Earlier efforts at innovative therapy solutions reflected this constraint. Between 2021 and 2023, students developed 16 hardware-based prototypes in collaboration with the PolyU Industrial Centre, using technologies such as 3D printing. While the outcomes were notable—including a student team winning a design competition against engineering peers—the process was resource-intensive, with technical challenges limiting creative exploration.
Unlocking creativity without the coding burden
The introduction of artificial intelligence (AI) in 2024 marked a turning point. Acting as a "technical coach", AI enables students to convert ideas into functional tools without prior coding experience. Instead of navigating programming hurdles, they can focus on designing therapy experiences.
This shift has fundamentally changed how students learn. With technical barriers reduced, they can iterate more quickly, experiment more freely, and develop software-based solutions that were previously out of reach. Ideas move faster from concept to application, allowing students to focus on what makes a solution meaningful and effective for patients.
AI is also supporting clinical training. An AI-powered tutor system analyses students’ performance during vision examinations and provides immediate, targeted feedback. This enables more precise skill development and reinforces learning through timely insights rather than repetition alone.
Staff members continue to play a central role, guiding students in clinical reasoning and professional judgement, while AI supports execution and feedback. This complementary approach ensures that innovation remains grounded in expertise while benefiting from new technological capabilities.

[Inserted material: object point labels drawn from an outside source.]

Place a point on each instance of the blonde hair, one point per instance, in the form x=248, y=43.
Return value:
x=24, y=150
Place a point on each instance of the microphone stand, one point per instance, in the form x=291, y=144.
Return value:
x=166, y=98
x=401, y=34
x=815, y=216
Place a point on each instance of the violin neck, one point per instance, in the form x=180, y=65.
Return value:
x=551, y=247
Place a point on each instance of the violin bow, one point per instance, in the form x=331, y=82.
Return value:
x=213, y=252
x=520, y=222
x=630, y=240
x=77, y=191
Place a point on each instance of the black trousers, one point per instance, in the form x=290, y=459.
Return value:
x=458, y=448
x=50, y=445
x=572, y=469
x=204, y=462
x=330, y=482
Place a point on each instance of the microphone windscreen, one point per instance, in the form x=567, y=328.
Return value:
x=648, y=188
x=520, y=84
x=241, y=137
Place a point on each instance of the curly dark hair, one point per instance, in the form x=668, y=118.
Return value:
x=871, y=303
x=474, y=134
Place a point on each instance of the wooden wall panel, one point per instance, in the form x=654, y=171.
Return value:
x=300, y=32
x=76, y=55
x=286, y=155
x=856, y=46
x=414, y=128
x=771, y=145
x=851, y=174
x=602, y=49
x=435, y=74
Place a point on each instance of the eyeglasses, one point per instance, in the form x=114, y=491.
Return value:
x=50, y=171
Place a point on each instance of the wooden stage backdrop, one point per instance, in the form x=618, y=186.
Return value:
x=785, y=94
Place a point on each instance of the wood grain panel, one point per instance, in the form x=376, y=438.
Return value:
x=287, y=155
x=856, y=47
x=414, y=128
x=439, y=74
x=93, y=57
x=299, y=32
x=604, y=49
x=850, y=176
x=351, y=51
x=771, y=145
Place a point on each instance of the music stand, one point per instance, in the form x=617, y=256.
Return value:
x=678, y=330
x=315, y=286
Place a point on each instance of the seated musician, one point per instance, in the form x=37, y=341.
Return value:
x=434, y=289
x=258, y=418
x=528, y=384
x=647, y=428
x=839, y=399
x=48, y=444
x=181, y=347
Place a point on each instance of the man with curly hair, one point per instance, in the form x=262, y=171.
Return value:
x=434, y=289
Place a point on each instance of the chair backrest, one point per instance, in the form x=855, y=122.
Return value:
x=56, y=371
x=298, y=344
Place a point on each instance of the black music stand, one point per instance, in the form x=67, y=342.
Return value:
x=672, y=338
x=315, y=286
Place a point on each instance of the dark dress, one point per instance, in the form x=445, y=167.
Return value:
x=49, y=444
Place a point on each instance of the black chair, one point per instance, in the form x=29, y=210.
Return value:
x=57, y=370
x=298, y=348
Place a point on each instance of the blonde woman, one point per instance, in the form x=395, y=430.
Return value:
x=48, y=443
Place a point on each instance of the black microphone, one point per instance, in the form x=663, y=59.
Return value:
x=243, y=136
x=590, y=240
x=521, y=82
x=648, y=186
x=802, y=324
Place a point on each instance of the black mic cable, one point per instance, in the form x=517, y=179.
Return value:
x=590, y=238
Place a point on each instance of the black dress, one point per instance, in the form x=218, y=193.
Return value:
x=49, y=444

Expanding the future of therapy design
Looking ahead, Professor Leung envisages exploring immersive technologies such as virtual and augmented reality to further enhance engagement in therapy design. The direction is clear: reduce the effort spent overcoming technical constraints, and expand the space for creativity. By shifting the focus from how to build to what to build, students harness AI to design more engaging, patient-centred solutions. In doing so, it is reshaping both the learning experience and the future of vision care.